Gas industry lobbyists have pushed laws through more conservative statehouses to forbid gas bans—banning cities from writing legislation preventing the use of the fuel.
That dynamic is especially pronounced in states like Pennsylvania, where a legislature more friendly to fossil fuels is the first line of defense against liberal climate activists in the capital.
National Fuel, a New York–based gas utility with operations in Pennsylvania, has been involved in efforts to forbid gas bans in that state. In emails shared with New York Focus and the Prospect, gas utilities lobbyists coordinate to discuss “energy choice” legislation that would bar cities in Pennsylvania from prohibiting gas. Ed Damico, who is copied on and discussed in those emails, is registered as a National Fuel lobbyist in New York state.
An email sent by a lobbyist for UGI, a Pennsylvania-based natural gas company, refers to uniform agreement among gas utilities on the preemption strategy. “I met with the other NGDCs (copied) on Friday and everyone is eager to move forward,” the UGI lobbyist wrote, copying Damico. “We spent a good deal of time discussing the benefits of a fuel neutral bill.”

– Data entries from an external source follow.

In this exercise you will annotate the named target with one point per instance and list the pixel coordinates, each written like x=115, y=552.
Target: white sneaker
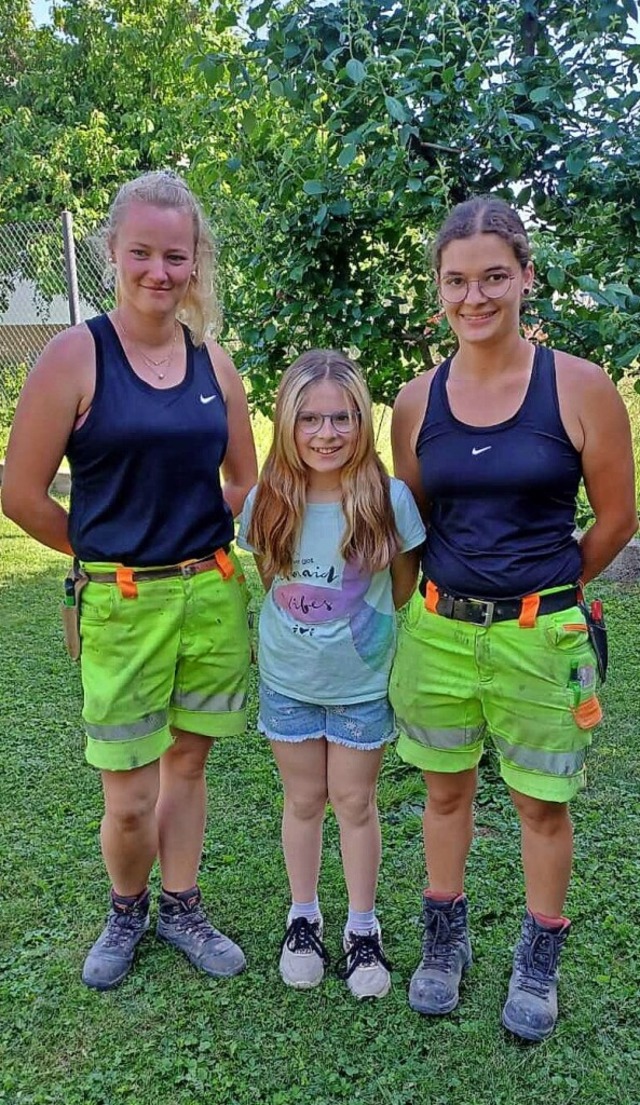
x=365, y=968
x=303, y=956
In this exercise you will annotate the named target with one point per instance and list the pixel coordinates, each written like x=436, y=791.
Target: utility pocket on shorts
x=408, y=616
x=567, y=630
x=96, y=603
x=584, y=702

In another email, executives at Philadelphia Gas Works, a natural gas utility, refer to discussions on energy choice legislation with Damico. (The Energy and Policy Institute, a think tank, originally obtained the emails.)
National Fuel is involved in pro-gas lobbying closer to home, too. New York has tasked a council with determining how to bring down emissions in line with the Climate Leadership and Community Protection Act (Climate Act), a climate law passed in 2019 requiring the state to cut emissions 40 percent by 2030. Documents first reported by New York Focus and the Prospect show that National Fuel sought to influence the council with materials from a group of utilities that belongs to the top national trade group for natural gas.

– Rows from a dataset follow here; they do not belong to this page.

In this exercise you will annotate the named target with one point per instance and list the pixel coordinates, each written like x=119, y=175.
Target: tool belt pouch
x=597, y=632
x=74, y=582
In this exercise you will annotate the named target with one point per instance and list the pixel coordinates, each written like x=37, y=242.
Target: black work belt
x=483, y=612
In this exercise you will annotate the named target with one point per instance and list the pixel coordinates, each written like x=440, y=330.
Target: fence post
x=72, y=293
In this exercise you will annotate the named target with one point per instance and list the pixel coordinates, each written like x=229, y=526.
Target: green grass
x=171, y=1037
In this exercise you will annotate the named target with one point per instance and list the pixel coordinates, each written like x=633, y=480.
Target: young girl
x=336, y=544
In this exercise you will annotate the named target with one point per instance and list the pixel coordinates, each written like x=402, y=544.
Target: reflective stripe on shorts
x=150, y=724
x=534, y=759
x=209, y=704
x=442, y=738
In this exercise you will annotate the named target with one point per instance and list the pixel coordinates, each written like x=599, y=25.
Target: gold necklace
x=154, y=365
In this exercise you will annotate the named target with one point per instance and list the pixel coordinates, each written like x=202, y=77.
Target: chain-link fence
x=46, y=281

Reached for comment about Damico’s work on the Pennsylvania preemption bill, SB 275, spokesperson Karen Merkel confirmed to New York Focus and the Prospect that National Fuel supports that legislation. Asked about the New York City gas ban, she said the utility opposes all-electric mandates.
“New York City is well beyond our NY utility service territory so our involvement has been minimal within the confines of coalitions and associations. That said, National Fuel does not support natural gas bans. By focusing policy on an ‘all-of-the-above’ carbon-reduction approach, we can achieve the Climate Act’s targets,” Merkel said.

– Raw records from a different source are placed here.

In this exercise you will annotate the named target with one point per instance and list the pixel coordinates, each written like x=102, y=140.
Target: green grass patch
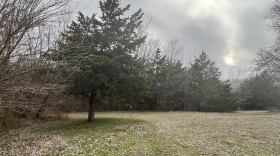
x=154, y=133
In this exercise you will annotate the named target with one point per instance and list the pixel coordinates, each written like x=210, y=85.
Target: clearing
x=150, y=133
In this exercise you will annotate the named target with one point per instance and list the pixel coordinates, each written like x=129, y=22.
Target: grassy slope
x=170, y=133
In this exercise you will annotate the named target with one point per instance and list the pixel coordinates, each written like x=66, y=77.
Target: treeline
x=109, y=62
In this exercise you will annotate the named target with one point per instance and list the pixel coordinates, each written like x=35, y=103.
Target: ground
x=150, y=133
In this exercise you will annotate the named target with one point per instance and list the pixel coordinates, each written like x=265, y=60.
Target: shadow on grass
x=82, y=124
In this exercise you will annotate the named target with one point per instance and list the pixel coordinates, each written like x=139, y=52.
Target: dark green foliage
x=99, y=52
x=260, y=92
x=206, y=91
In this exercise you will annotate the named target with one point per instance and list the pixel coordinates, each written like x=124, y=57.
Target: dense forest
x=51, y=62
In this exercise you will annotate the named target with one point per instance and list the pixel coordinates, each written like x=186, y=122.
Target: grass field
x=150, y=133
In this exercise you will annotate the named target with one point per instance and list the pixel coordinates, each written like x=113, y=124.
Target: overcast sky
x=230, y=31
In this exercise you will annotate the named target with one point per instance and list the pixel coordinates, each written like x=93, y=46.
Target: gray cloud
x=224, y=29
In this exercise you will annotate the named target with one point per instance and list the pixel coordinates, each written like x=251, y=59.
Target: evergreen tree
x=207, y=92
x=101, y=51
x=260, y=92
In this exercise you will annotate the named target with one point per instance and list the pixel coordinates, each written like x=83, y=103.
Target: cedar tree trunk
x=91, y=107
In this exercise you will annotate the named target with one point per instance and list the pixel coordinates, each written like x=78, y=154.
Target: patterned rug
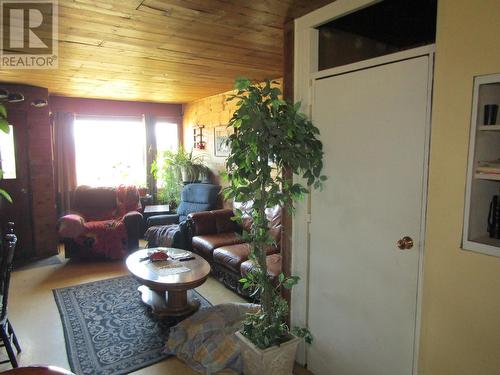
x=107, y=328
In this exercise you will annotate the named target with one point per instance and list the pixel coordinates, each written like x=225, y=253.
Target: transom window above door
x=110, y=151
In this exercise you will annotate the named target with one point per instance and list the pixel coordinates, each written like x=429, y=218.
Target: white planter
x=276, y=360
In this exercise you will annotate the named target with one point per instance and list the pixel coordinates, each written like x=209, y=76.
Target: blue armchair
x=172, y=230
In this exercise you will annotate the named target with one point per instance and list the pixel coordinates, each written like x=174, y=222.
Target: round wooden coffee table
x=167, y=294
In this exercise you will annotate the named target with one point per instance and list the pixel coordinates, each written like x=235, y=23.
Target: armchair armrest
x=70, y=226
x=133, y=223
x=162, y=220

“That’s just industry propaganda,” Stokes said. Multiple climate policy experts including Bob Howarth, a biogeochemist at Cornell University who sits on the council, have disputed the claim that New York can achieve the mandated carbon emission cuts in the Climate Act while relying on natural gas.
“That’s wrong right now, but it’s really, really wrong over time,” Sikora said. “This is multi-decade infrastructure, so you’re not installing something that lasts one year and gets replaced. You’re installing something that lasts 20 years.”